Over the years, we saw Jerry Seinfeld, George Costanza, Elaine Benes, and Cosmo Kramer going to lots of movies, attending baseball and football games, and watching a lot of TV, but we rarely saw them attend a concert (other than the opera) or listen to music. In the many scenes set in cars, the radio was almost never on. Nevertheless, there were a few intersections between Seinfeld and popular music.
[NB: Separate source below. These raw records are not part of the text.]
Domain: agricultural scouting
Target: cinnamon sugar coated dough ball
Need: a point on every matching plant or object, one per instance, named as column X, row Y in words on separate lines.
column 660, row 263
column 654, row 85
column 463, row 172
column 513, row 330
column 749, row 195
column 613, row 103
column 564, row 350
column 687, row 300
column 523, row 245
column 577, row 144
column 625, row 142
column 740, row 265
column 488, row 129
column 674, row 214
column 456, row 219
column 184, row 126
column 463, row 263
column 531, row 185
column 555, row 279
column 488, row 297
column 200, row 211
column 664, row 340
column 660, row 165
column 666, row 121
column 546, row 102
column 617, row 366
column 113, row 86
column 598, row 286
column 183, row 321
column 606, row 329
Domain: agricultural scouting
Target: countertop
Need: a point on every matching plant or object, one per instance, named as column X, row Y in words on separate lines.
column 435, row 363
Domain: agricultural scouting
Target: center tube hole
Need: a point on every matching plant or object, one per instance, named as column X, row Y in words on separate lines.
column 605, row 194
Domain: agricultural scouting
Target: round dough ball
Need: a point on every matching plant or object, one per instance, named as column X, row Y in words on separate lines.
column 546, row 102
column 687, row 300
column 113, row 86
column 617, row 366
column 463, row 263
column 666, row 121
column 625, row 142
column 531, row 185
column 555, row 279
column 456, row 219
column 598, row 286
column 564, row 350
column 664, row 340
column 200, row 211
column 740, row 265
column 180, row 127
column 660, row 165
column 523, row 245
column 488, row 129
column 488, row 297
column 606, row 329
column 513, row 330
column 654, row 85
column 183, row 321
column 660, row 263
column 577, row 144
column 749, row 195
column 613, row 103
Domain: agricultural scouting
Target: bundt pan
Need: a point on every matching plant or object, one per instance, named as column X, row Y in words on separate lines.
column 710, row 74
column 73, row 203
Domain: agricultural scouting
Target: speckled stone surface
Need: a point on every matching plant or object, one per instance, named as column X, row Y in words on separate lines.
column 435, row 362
The first recognizable hit song used on Seinfeld, as far as I know, was “Wouldn’t It Be Nice” by the Beach Boys, in the Season 5 episode “The Hamptons.” But that was a rarity. It wasn’t until the eighth and ninth seasons that the show began to use popular songs frequently. In the Season 8 episode “The Checks,” Elaine’s boyfriend is obsessed with “Desperado” by the Eagles. She decides to find another song that can belong to both of them. Her suggestion, “Witchy Woman,” is rejected. One of Elaine’s most famous moments on the show also occurs in Season 8—her itchy dance to Earth Wind & Fire’s “Shining Star” in “The Little Kicks.” In “The Bizarro Jerry,” Kramer finds himself accidentally working in an office, and he’s seen going to work in a montage set to Sheena Easton’s “Morning Train (9 to 5).” A great George moment from Season 8 involves his use of the theme from the TV show The Greatest American Hero (which was a #2 single for Joey Scarbury in 1981) as his answering machine message, in “The Susie.”
In the ninth and final season, “Morning Train” appears again in “The Butter Shave,” when George goes to work. Also in Season 9, Foghat’s “Slow Ride” is heard as Elaine folds laundry in the episode “The Slicer,” and “Mexican Radio” by Wall of Voodoo is briefly, oddly used in “The Reverse Peephole.” In the same episode, Jerry describes his performance handling music at a friend’s party by saying, “I got jiggy with it”—a reference to a Will Smith song.
Fifteen years ago tonight, on May 14, 1998, the last episode of Seinfeld aired on NBC. On the night of the finale, in the clip show that aired before the last episode, Michael Jackson’s “Don’t Stop ‘Til You Get Enough” was used for a montage. At the very end of the clip show, another montage, of backstage moments this time, was set to Green Day’s “The Time of Your Life.” It seemed back then like a surprisingly sentimental choice for a notoriously unsentimental show. Or maybe not. The full title of the Green Day song is “Good Riddance (The Time of Your Life).” Maybe Seinfeld was getting one last laugh—at the expense of viewers such as I.
(From my WNEW.com archives, slightly edited.)
Oh, you mean wich-ay woman….
Also in the first season, George & Jerry are trying to come up with a code word in case George gets caught switching answering machine tapes. They settle on Lemon Tree which Jerry immediately questions. And then they begin to sing a few bars of the Trini Lopez hit, completely and gloriously out of date. A joke lost in 1990, let alone any year following it.
saw that “Lemon Tree” show just last night, didn’t ring true, thought it to be writers trying to be a little too clever.
That Green Day song now shows up at every graduation and it’s completely misunderstood, like Christians embracing “Spirit in the Sky,” in actuality a song by a Jew mocking Christianity.
And didn’t Joey Scarbury sound a lot like Glen Campbell?
…like hearing Every Breath You Take as a bride & groom dance at their wedding
What about when George gets his used lebaron, “everybody’s talkin’ at me. I can’t hear a word they’re sayin’, drivin’ around in Jon Voight’s car…”
Just had to post about the episode that George is told to go “Downtown” to find the answers for a project he is working on. The scene where he and Jerry kinda recite the lyrics is hilarious.